March 29, 2022

World Meteorological Day 2022-Early Warning and Early Action

World Meteorological Day 23 March 2022 had the theme Early Warning and Early Action, and spotlighted the vital importance of Hydrometeorological and Climate Information for Disaster Risk Reduction. It is also aligned with the Glasgow Climate Pact (agreed at the UN Climate Change Conference COP26 in November 2021) which emphasized the urgency of scaling up action to enhance adaptive capacity, strengthen resilience and reduce vulnerability to climate change.

World Meteorological Day digital assets, visuals and speeches are available here.

Also UN unveiled an ambitious target to adapt to climate change and more extreme events. Concretely, UN Secretary-General António Guterres has tasked the World Meteorological Organization (WMO) to lead the effort and present an action plan to achieve the following goal: “Within the next five years, everyone on Earth should be protected by early warning systems against increasingly extreme weather and climate change”. “We must invest equally in adaptation and resilience. That includes the information that allows us to anticipate storms, heatwaves, floods and droughts,” said the UN chief.
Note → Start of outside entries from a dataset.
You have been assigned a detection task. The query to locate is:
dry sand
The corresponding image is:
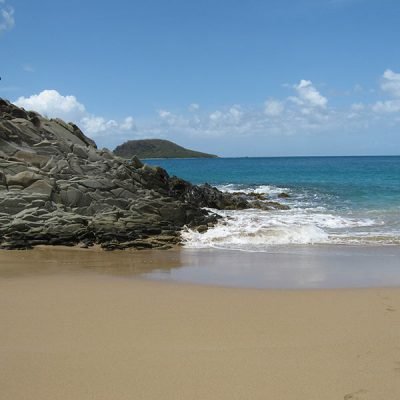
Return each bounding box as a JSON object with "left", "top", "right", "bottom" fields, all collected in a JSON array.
[{"left": 0, "top": 248, "right": 400, "bottom": 400}]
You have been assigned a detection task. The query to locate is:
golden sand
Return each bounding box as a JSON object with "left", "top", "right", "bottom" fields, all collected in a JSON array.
[{"left": 0, "top": 248, "right": 400, "bottom": 400}]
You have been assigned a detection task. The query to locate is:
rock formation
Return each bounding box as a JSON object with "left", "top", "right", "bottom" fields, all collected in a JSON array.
[{"left": 0, "top": 99, "right": 288, "bottom": 249}]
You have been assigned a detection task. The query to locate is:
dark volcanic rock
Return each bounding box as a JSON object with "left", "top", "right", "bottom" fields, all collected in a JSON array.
[{"left": 0, "top": 99, "right": 290, "bottom": 250}]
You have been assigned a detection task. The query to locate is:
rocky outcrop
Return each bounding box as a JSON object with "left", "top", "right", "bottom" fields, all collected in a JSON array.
[{"left": 0, "top": 99, "right": 288, "bottom": 249}]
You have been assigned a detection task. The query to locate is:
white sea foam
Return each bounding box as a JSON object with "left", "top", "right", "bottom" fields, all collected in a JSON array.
[
  {"left": 217, "top": 183, "right": 290, "bottom": 196},
  {"left": 182, "top": 209, "right": 379, "bottom": 251}
]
Climate change is already very visible through more extreme weather in all parts of the world. We are seeing more intense heatwaves and drought and forest fires. There is more water vapor in the atmosphere, which leads to extreme rainfall and deadly flooding. The warming of the ocean fuels more powerful tropical storms and rising sea levels increase the impacts.

Over the past 50 years (1970-2019), a weather, climate or water-related disaster has occurred on average every day – taking the lives 115 people and causing US$ 202 million in losses daily, according to a 2021 WMO report on disaster statistics. The number of recorded disasters increased by a factor of five over that 50-year period, driven by human-induced climate change, more extreme weather events and improved reporting. Thanks to better warnings, the number of lives lost decreased almost three-fold over the same period because of better weather forecasts and proactive and coordinated disaster management.

LIFE BAETULO project is completely aligned with this ambitious target to adapt to climate change by providing an integrated and multi-risk early warning system to support cities to be more resilient while reducing impacts (including economic, social and environmental damages) on people, urban assets and the environment.